Mais tout ceci, c’était avant, et ça a duré exactement trois jours. Jeudi dernier, La République En Marche (LREM) a présenté comme promis les 428 candidats qu’elle a investis en vue des législatives des 11 et 18 juin prochains, étant entendu que le reste du contingent sera dévoilé d’ici une semaine. C’est là que les affaires sérieuses ont vraiment commencé, et autant dire qu’elles ont commencé dans le plus grand désordre et pas mal de couacs.

Comme beaucoup de Français, j’ai regardé le documentaire « Les coulisses d’une victoire » sur la campagne présidentielle d’Emmanuel Macron diffusé par TF1 lundi soir dernier. Et comme beaucoup de Français, je me suis fait la même réflexion que Yann Barthès :

« Et moi qui pensais qu’une élection présidentielle, c’était du calcul, du cynisme et beaucoup de coups bas … Mais je faisais fausse route ! C’est tout le contraire : une campagne présidentielle, c’est avant tout de l’amour, de la bienveillance et du rire ! »

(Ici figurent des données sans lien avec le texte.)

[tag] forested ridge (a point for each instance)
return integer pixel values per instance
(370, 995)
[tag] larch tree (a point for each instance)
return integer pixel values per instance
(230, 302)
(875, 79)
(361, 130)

Dans ce film qui semble en effet n’avoir cadré que les instants les plus flatteurs d’une campagne dont on imagine mal qu’elle ait pu se dérouler en permanence de façon aussi lisse et potache, je retiens cependant trois éléments : Macron fait montre en toutes circonstances d’un calme et d’une égalité d’humeur qui confinent presque à l’insensibilité et à la désinvolture calculée ; lors de ses déplacements, il a pu constater lui-même que « les gens sont à cran » ; et on voit François Bayrou lui susurrer confidentiellement à l’oreille « Je suis là pour vous aider, rien d’autre ».

Or François Bayrou est soudain devenu une énorme pierre dans le jardin bien agencé qu’Emmanuel Macron tente de se cultiver jour après jour. Les investitures de LREM étaient à peine connues qu’il faisait part, bruyamment et chiffres à l’appui, de son mécontentement. [Ce matin, les alliés semblent s’être rabibochés, mais pour combien de temps ?]

D’après le Président du Modem – celui qui voulait « aider, rien d’autre » – il y aurait en fait un accord très précis entre son parti et celui du Président. Ce seraient exactement 120 sièges qui auraient été négociés, et voilà que le Modem se retrouve avec seulement  38 circonscriptions.

Second problème soulevé par le Modem, qui a pointé les listes avec beaucoup de vigilance, la part accordée au Parti socialiste dépasse tout ce qui était prévu. Selon ce décompte, outre la société civile qui est représentée par 197 candidats, ce sont 153 PS, ex-PS et PRG qui ont été investis, contre 38 Modem, 25 LR ou ex-LR et 15 UDI ou ex-UDI. Conclusion de François Bayrou :

« L’accord que nous avions négocié depuis des mois a été foulé aux pieds. En tout état de cause, je ne participerai pas à une opération de recyclage du PS. »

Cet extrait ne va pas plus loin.